64,5 Juta Batang Rokok dan 12.730 Liter Miras Ilegal Diamankan di Jateng-DIY

Total nilai barang hasil penindakan tersebut diperkirakan mencapai Rp90,8 miliar, dengan potensi penerimaan negara yang berhasil diselamatkan sebesar Rp57,8 miliar.

Diperbarui 01 Juli 2025, 06:11 WIB
Share
Copy Link
Batalkan
Jadi intinya...
  • Petugas amankan 64,5 juta rokok dan 12.730 liter MMEA ilegal di Jateng-DIY.
  • Nilai barang bukti Rp90,8 miliar, potensi selamatkan penerimaan negara Rp57,8 miliar.
  • Sinergi lembaga kunci sukseskan pengawasan dan penindakan barang ilegal.

Liputan6.com, Jakarta - Sepanjang Januari hingga Juni 2025, petugas di wilayah Jawa Tengah dan Daerah Istimewa Yogyakarta berhasil mengamankan lebih dari 64,5 juta batang rokok dan 12.730 liter minuman mengandung etil alkohol (MMEA) ilegal.

Kepala Kantor Wilayah Jawa Tengah dan DIY, Imik Eko Putro, mengungkapkan, penindakan terhadap barang kena cukai ilegal dilakukan melalui 878 operasi pengawasan di semester pertama tahun ini.

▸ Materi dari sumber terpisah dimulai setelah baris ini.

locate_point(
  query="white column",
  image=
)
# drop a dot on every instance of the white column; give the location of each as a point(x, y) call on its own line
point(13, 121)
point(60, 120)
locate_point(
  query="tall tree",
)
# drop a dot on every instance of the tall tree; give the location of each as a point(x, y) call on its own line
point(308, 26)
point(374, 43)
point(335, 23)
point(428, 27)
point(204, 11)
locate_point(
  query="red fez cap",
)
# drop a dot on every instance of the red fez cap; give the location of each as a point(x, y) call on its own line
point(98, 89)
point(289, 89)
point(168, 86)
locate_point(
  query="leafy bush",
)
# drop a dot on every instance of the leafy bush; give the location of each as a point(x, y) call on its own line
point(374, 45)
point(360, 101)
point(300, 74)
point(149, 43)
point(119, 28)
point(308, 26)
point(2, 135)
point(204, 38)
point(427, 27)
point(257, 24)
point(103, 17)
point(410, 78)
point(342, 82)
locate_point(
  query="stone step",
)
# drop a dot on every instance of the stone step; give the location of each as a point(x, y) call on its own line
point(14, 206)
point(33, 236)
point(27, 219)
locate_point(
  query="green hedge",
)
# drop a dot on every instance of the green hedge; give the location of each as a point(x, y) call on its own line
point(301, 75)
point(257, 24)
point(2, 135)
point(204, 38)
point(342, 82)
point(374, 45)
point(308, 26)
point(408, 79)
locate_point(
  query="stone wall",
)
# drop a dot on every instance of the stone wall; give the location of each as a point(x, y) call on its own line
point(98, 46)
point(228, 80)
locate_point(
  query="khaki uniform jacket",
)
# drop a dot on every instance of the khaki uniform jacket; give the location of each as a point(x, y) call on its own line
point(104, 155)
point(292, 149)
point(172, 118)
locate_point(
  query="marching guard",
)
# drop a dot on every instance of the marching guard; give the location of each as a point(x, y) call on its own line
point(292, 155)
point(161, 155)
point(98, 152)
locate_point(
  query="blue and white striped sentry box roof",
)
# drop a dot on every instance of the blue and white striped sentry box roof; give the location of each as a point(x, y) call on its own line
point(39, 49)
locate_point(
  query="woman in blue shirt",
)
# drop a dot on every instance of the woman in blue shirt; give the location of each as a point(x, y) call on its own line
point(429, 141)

“Dari penindakan tersebut, kami mengamankan 64,5 juta batang rokok dan 12.730 liter MMEA yang tidak dilekati pita cukai,” kata Imik dalam keterangannya, Senin (30/6).

Menurutnya, total nilai barang hasil penindakan tersebut diperkirakan mencapai Rp90,8 miliar, dengan potensi penerimaan negara yang berhasil diselamatkan sebesar Rp57,8 miliar.

Penindakan ini merupakan upaya untuk melindungi masyarakat dari peredaran barang ilegal yang tidak hanya merugikan negara tetapi juga membahayakan kesehatan.

"Kami berkomitmen untuk terus meningkatkan pengawasan dan penindakan terhadap peredaran BKC ilegal. Upaya ini akan terus digencarkan demi mengamankan penerimaan negara, menciptakan iklim persaingan usaha yang sehat, dan melindungi masyarakat dari dampak negatif barang ilegal,” ujar dia.

 

Sinergi Lintas Lembaga

Sanksi terhadap pelanggaran ini diatur dalam Undang-Undang Cukai, dengan ancaman pidana penjara paling singkat satu tahun dan paling lama 30 tahun, serta denda antara dua hingga sepuluh kali nilai cukai yang seharusnya dibayar.

Imik menegaskan bahwa keberhasilan pengawasan ini merupakan hasil sinergi lintas lembaga.

"Sinergi menjadi kunci dalam mengidentifikasi, melacak, dan menindak peredaran barang ilegal. Dengan dukungan dan koordinasi yang baik, kami bisa bekerja lebih efektif untuk menciptakan lingkungan yang bersih dari barang-barang ilegal,” pungkas dia.